Por Rita Fabiana Arrais (*)
A cidade de
Juazeiro do Norte é um dos campos mais fecundos das variadas manifestações
religiosas populares do Brasil. A sua religiosidade parece distante de tudo que
achamos sacrificial e místico.
O calendário
religioso local distribui-se entre dez romarias por ano, permitindo o fluxo
constante de romeiros, ao mesmo tempo em que fortalece a economia com o aumento
da circulação de moedas, e a geração de empregos.
Ocorreu entre os
dias 29 de janeiro e 2 de fevereiro a Romaria das Candeias, conhecida como a
"procissão luminosa". Dados disponibilizados pela Secretaria de
Desenvolvimento Econômico Turismo e Inovação de Juazeiro do Norte (Sedetur)
informam que mais de 250 mil pessoas visitaram a cidade.
Não há
informações concretas de quando iniciou-se a romaria, mas um fato importante e
conhecido como a narrativa mais popular e fiel, é que no "[...] o
crescimento do povoado no final do século XIX, em busca de alento espiritual e
material, surgiu a necessidade de gerar emprego.

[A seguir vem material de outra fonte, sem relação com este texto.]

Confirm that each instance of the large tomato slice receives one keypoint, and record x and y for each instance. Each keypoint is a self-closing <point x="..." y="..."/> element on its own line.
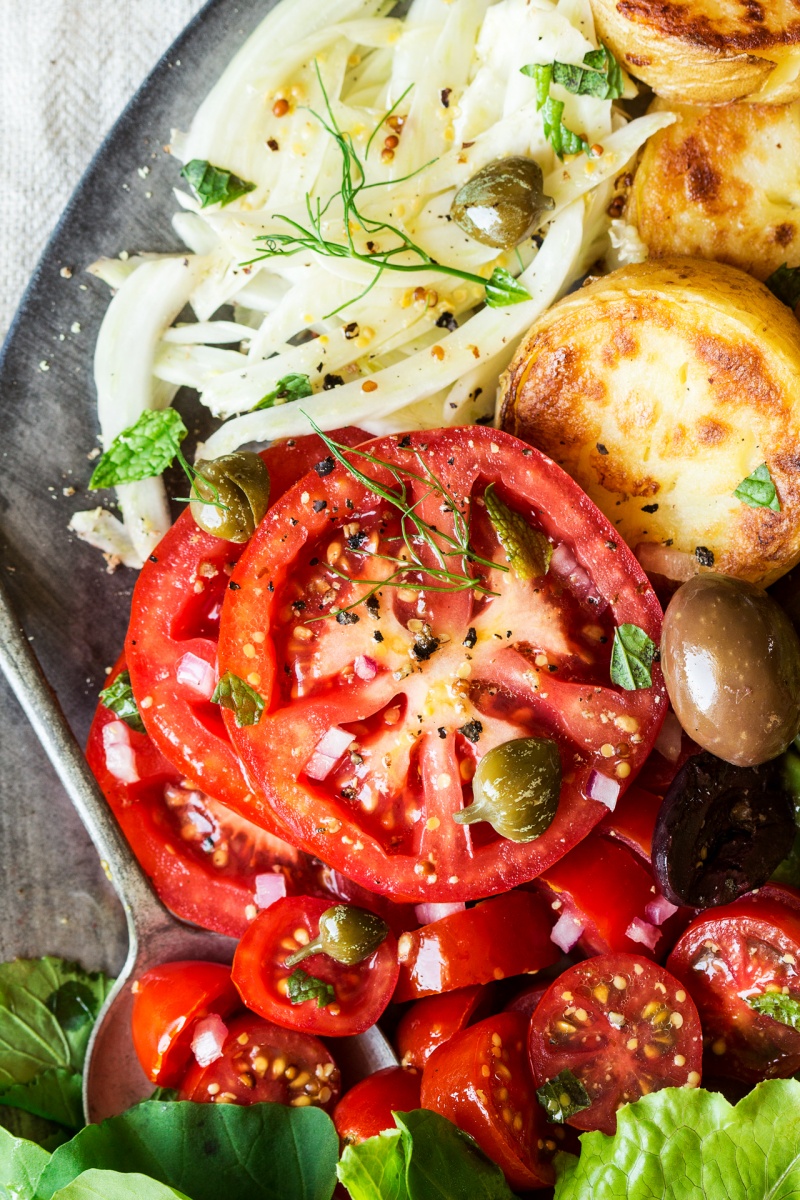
<point x="420" y="683"/>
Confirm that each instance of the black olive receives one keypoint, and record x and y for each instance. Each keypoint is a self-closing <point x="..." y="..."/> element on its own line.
<point x="721" y="831"/>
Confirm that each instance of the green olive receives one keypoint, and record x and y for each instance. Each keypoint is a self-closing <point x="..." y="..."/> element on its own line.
<point x="516" y="789"/>
<point x="347" y="934"/>
<point x="504" y="203"/>
<point x="230" y="495"/>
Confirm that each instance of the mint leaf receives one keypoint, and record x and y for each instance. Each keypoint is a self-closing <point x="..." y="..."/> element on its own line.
<point x="234" y="694"/>
<point x="292" y="387"/>
<point x="785" y="283"/>
<point x="258" y="1151"/>
<point x="501" y="289"/>
<point x="145" y="449"/>
<point x="302" y="987"/>
<point x="758" y="490"/>
<point x="632" y="655"/>
<point x="214" y="185"/>
<point x="120" y="699"/>
<point x="563" y="1096"/>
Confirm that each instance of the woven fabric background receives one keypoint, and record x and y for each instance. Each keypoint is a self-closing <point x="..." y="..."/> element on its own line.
<point x="67" y="67"/>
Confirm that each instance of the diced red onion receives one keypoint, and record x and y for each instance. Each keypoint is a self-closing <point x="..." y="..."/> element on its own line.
<point x="270" y="886"/>
<point x="120" y="755"/>
<point x="603" y="789"/>
<point x="208" y="1039"/>
<point x="426" y="913"/>
<point x="566" y="931"/>
<point x="198" y="675"/>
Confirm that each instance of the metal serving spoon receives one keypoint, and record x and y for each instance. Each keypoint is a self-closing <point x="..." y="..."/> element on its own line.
<point x="113" y="1078"/>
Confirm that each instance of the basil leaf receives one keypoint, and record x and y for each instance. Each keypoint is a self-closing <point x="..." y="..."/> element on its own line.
<point x="632" y="655"/>
<point x="292" y="387"/>
<point x="780" y="1007"/>
<point x="145" y="449"/>
<point x="120" y="699"/>
<point x="214" y="185"/>
<point x="563" y="1096"/>
<point x="302" y="987"/>
<point x="758" y="490"/>
<point x="234" y="694"/>
<point x="527" y="550"/>
<point x="501" y="289"/>
<point x="785" y="283"/>
<point x="258" y="1151"/>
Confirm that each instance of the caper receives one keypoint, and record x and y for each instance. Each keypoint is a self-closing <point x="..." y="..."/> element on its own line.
<point x="230" y="495"/>
<point x="347" y="934"/>
<point x="516" y="789"/>
<point x="504" y="203"/>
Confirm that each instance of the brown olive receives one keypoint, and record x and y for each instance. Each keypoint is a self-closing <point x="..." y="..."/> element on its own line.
<point x="230" y="495"/>
<point x="504" y="203"/>
<point x="731" y="661"/>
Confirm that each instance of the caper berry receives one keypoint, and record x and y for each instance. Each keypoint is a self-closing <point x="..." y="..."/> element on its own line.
<point x="516" y="789"/>
<point x="504" y="203"/>
<point x="230" y="495"/>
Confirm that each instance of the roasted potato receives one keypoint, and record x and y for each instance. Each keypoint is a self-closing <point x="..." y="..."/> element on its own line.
<point x="660" y="388"/>
<point x="707" y="51"/>
<point x="722" y="183"/>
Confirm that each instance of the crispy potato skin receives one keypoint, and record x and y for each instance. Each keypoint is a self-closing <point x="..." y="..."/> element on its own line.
<point x="722" y="183"/>
<point x="660" y="388"/>
<point x="707" y="51"/>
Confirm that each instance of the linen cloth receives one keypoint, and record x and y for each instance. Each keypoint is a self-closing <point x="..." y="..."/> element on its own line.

Um serralheiro, passando por
dificuldades, pediu ajuda ao Padre Cícero, que o orientou a fabricar
candeeiros. [...] e aproveitando-se da comunhão com o povo os instruiu a
comprar candeeiros para utilizar na data da procissão' (MARINHO, R. 2023).
A excelente
resolutiva empreendedora do Padre reverbera por todo o Nordeste, relacionando
as romarias aos efeitos do mercado econômico local.
A exploração dos
preços de bens e serviços em tempos de romarias reflete a ausência de
estratégias entre os empreendedores locais, (que precisam vender seus
produtos), e o poder público que poderia negociar medidas em forma de
incentivos promovendo a estagnação de preços, ou aumentos reduzidos e
fragmentados anualmente para setores específicos da romaria, como os ranchos e
pousadas.
É notório que as
elevações de preços de diárias em 300%, com oferta de um quarto modesto com
banheiro no corredor por uma bagatela de R$ 500,00 reais por pessoa é imoral.
Outros produtos chamaram atenção pelo preço, como por exemplo: 300 ml de água
por R$ 4,00, o café com leite e o pão de sal por R$ 7,00, o almoço estava o
quilo por R$ 59,90, o prato de sopa ou caldo no jantar era vendido a R$ 15,00.
Diante desta
realidade muitos romeiros passaram a substituir a alimentação, e a pernoitar
dentro dos ônibus, em praças ou arredores das igrejas.
Perolina Lins,
uma romeira de Maceió que durante a missa na Basílica Nossa Senhora das Dores,
cantou assim o seu bendito da carestia: "Meu padrinho Ciço Romão nos ajude
por favor. É grande a exploração na cidade do Senhor! Nas pousadas e racharia
os valores são altos demais. E os romeiros sofrendo sem poder viajar mais.
(*) Economista.
Fonte: O Povo, de 13/02/26. Opinião. p.19.